Quant aux représentants des infirmiers anesthésistes, ils sont d’autant plus remontés que le document de l’Anap, sous couvert de poser un débat prospectif sur l’évolution des métiers, est vécu comme une critique de professions réglementées en situation de pénurie, avec l’idée qu’il est possible de faire autrement, et sans doute moins cher. « C’est pathétique : alors que nos professionnels de santé sont volontaristes, nous avons des fonctionnaires hors sol qui nous proposent un ersatz d’infirmier, déplore Christophe Paysant, président du Snia. « Cette initiative de l’Anap s’inscrit dans une politique générale qui est d’attaquer le statut réglementé, ce à quoi nous sommes totalement opposés, analyse aussi Vincent Porteous, responsable de l’Union fédérale médecins, ingénieurs, cadres, techniciens (UFMICT) CGT. La réglementation de nos métiers fixe un cadre et une trame commune dans les formations et les droits d’exercer qui sont les meilleures garanties de sécurité pour les patients. »

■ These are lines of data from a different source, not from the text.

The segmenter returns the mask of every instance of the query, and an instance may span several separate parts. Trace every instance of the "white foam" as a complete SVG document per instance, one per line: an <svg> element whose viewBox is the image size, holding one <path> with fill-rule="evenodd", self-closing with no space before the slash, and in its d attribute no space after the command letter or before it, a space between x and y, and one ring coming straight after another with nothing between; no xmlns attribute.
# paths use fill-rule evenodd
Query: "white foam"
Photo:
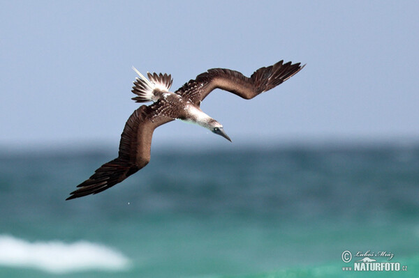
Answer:
<svg viewBox="0 0 419 278"><path fill-rule="evenodd" d="M128 267L129 260L105 245L87 241L30 242L0 235L0 265L63 274L91 270L123 270Z"/></svg>

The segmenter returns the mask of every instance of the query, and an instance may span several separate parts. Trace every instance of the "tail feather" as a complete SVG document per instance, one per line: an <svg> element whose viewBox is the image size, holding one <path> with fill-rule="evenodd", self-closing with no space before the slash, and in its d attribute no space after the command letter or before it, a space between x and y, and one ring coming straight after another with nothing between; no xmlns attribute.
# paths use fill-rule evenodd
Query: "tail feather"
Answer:
<svg viewBox="0 0 419 278"><path fill-rule="evenodd" d="M90 178L77 186L79 189L70 193L71 196L66 200L101 192L122 182L138 170L135 165L116 158L96 169Z"/></svg>
<svg viewBox="0 0 419 278"><path fill-rule="evenodd" d="M170 75L168 75L160 73L153 75L147 72L149 81L141 74L137 69L133 67L133 69L140 76L136 77L133 86L132 92L138 97L133 98L132 100L136 102L147 102L149 101L156 102L159 100L159 96L156 94L156 91L168 92L172 86L173 79Z"/></svg>

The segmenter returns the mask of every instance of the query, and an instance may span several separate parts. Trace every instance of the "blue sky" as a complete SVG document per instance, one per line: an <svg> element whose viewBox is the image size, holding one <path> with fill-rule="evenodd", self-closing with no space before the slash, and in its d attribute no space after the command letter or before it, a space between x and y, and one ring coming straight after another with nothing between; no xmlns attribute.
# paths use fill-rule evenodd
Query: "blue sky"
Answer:
<svg viewBox="0 0 419 278"><path fill-rule="evenodd" d="M175 90L212 68L306 68L251 100L202 108L235 144L419 139L416 1L2 1L0 146L117 145L134 65ZM182 122L156 144L230 144ZM184 143L182 143L182 141Z"/></svg>

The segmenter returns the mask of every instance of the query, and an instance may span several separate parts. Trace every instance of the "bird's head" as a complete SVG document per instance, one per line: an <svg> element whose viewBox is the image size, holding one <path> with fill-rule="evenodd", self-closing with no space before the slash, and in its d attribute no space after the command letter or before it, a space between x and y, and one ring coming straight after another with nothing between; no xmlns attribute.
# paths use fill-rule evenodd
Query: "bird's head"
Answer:
<svg viewBox="0 0 419 278"><path fill-rule="evenodd" d="M212 123L211 123L211 126L210 127L209 130L211 130L212 133L221 135L231 142L231 139L224 132L223 125L216 121L214 121Z"/></svg>

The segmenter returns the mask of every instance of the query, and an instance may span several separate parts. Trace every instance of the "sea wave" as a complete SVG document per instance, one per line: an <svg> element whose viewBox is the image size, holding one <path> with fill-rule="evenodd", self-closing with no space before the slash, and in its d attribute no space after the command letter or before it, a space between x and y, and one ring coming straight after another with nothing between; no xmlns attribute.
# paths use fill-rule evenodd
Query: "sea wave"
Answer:
<svg viewBox="0 0 419 278"><path fill-rule="evenodd" d="M126 270L129 259L105 245L87 241L29 242L0 235L0 265L64 274L86 270Z"/></svg>

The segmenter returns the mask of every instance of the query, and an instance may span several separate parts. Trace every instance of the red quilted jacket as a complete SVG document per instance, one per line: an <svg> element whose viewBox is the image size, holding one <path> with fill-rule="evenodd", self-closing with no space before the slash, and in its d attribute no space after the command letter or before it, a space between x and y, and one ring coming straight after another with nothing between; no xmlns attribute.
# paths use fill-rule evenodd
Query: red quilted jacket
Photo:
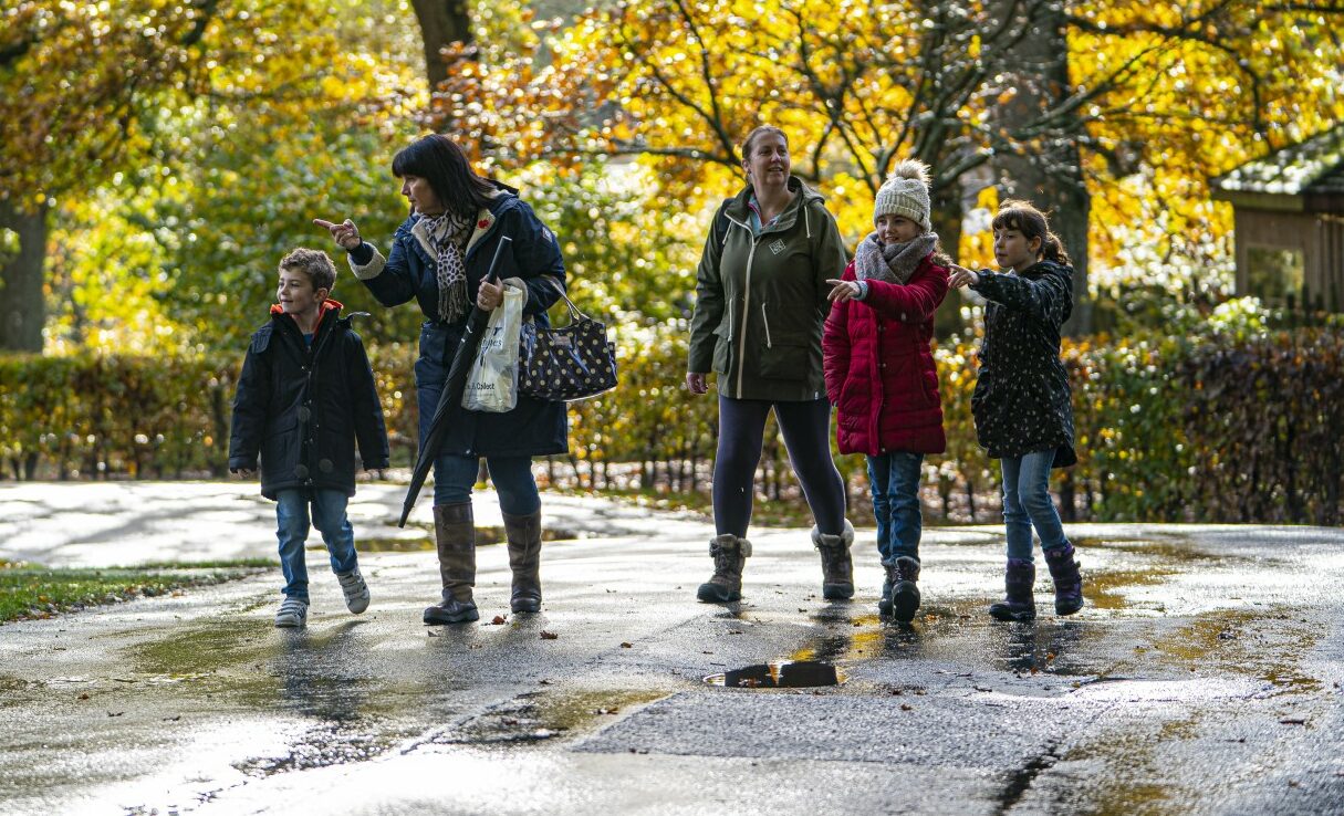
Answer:
<svg viewBox="0 0 1344 816"><path fill-rule="evenodd" d="M844 280L855 280L852 262ZM840 453L946 449L929 348L933 313L945 294L948 270L930 254L907 284L870 280L867 298L831 309L821 347Z"/></svg>

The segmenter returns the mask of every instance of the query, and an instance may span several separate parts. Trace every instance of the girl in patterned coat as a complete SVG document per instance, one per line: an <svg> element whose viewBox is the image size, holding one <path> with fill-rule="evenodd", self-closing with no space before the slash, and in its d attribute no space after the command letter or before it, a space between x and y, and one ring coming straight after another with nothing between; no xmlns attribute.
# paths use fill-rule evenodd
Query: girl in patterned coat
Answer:
<svg viewBox="0 0 1344 816"><path fill-rule="evenodd" d="M1005 621L1036 617L1032 527L1055 582L1055 613L1073 614L1083 606L1082 578L1050 496L1050 471L1078 461L1068 375L1059 359L1074 270L1044 214L1030 203L1004 202L993 230L1003 272L954 265L950 281L989 301L970 398L980 445L1003 464L1007 597L991 605L989 614Z"/></svg>
<svg viewBox="0 0 1344 816"><path fill-rule="evenodd" d="M906 160L878 191L875 230L832 286L827 395L840 453L868 457L878 551L887 575L878 609L909 622L919 609L919 472L942 453L942 403L929 343L948 293L948 258L929 222L929 168Z"/></svg>

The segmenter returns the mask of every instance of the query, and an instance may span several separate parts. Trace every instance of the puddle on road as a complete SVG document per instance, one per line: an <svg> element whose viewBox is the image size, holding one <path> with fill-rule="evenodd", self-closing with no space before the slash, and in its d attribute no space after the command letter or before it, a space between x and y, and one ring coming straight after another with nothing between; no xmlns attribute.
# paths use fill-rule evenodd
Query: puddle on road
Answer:
<svg viewBox="0 0 1344 816"><path fill-rule="evenodd" d="M1301 671L1325 628L1288 608L1224 609L1153 641L1156 659L1202 674L1253 676L1285 694L1314 692L1321 682Z"/></svg>
<svg viewBox="0 0 1344 816"><path fill-rule="evenodd" d="M839 686L848 678L829 663L817 660L775 660L728 669L704 679L724 688L817 688Z"/></svg>
<svg viewBox="0 0 1344 816"><path fill-rule="evenodd" d="M603 725L626 708L660 700L667 691L532 691L473 718L437 743L527 743L573 735Z"/></svg>
<svg viewBox="0 0 1344 816"><path fill-rule="evenodd" d="M1216 561L1227 561L1226 555L1219 555L1214 553L1206 553L1198 550L1191 543L1192 539L1175 536L1169 539L1107 539L1107 538L1075 538L1073 539L1074 547L1078 548L1078 559L1083 561L1087 558L1089 548L1098 550L1118 550L1121 553L1129 553L1132 555L1144 555L1148 558L1160 558L1163 561L1169 561L1181 565L1189 563L1207 563Z"/></svg>
<svg viewBox="0 0 1344 816"><path fill-rule="evenodd" d="M1093 608L1105 609L1107 612L1134 609L1137 605L1128 601L1121 590L1134 586L1153 586L1176 574L1177 570L1163 567L1146 567L1144 570L1124 570L1113 573L1086 571L1085 567L1083 600L1086 600ZM1054 589L1050 591L1054 591ZM1043 610L1038 609L1038 614L1040 612Z"/></svg>

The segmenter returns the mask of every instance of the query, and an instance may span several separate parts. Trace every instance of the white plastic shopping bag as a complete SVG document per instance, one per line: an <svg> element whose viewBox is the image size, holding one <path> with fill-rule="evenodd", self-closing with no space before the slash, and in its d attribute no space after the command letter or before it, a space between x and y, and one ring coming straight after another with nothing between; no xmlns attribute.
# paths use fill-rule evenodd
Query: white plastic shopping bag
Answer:
<svg viewBox="0 0 1344 816"><path fill-rule="evenodd" d="M469 411L511 411L517 405L517 337L527 293L504 286L504 302L493 312L466 375L462 407Z"/></svg>

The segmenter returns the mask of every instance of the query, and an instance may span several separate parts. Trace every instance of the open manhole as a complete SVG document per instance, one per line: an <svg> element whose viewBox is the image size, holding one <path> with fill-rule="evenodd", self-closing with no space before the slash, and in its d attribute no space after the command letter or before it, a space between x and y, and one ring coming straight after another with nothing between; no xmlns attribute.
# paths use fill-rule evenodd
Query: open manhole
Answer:
<svg viewBox="0 0 1344 816"><path fill-rule="evenodd" d="M847 680L843 671L817 660L775 660L734 668L704 679L724 688L810 688L839 686Z"/></svg>

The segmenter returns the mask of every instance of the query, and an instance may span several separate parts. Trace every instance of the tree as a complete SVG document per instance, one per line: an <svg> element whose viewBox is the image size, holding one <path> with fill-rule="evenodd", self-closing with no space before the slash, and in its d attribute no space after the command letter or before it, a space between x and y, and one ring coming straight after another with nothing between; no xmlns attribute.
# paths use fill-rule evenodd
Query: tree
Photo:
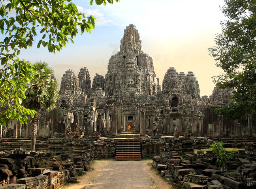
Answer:
<svg viewBox="0 0 256 189"><path fill-rule="evenodd" d="M233 89L235 103L215 112L236 119L256 111L256 1L225 0L221 33L210 54L224 73L213 77L218 87Z"/></svg>
<svg viewBox="0 0 256 189"><path fill-rule="evenodd" d="M119 0L115 0L116 2ZM22 48L47 47L55 53L73 43L73 39L85 31L94 30L95 19L85 18L78 12L71 0L0 0L0 31L4 39L0 41L0 125L18 119L26 122L28 115L36 111L21 105L26 98L24 89L32 79L33 67L18 56ZM107 0L113 4L113 0ZM94 0L91 0L92 5ZM105 5L106 0L95 0L97 4Z"/></svg>
<svg viewBox="0 0 256 189"><path fill-rule="evenodd" d="M37 112L43 109L49 111L54 108L58 101L57 81L52 77L53 70L45 62L38 62L33 65L35 72L31 80L27 84L24 93L26 98L21 105L35 113L31 121L31 150L35 151L36 135L38 122Z"/></svg>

Et si l’Anap évoque à juste titre des difficultés de recrutement des Iade, les intéressés mettent en avant la nécessaire valorisation du métier (statut, salaire, conditions de travail), plutôt que le recours à des techniciens moins formés.
Sollicitée par Le Quotidien au sujet de sa fiche polémique, l’Anap précise que la version de son panorama des métiers de demain a « vocation à être évolutive et amendée ». Dans le cas des assistants techniques d’anesthésie, « notre analyse de la transposabilité (en France) nous a amenés à conclure qu’elle était relativement faible », concède l’agence, qui considère toutefois le métier d’assistant technique d’anesthésie comme « pertinent » (sur une échelle qui va de pertinent à inapproprié). Il s’agit d’« éclairer le débat », assume l’Anap, à la lumière des modèles internationaux.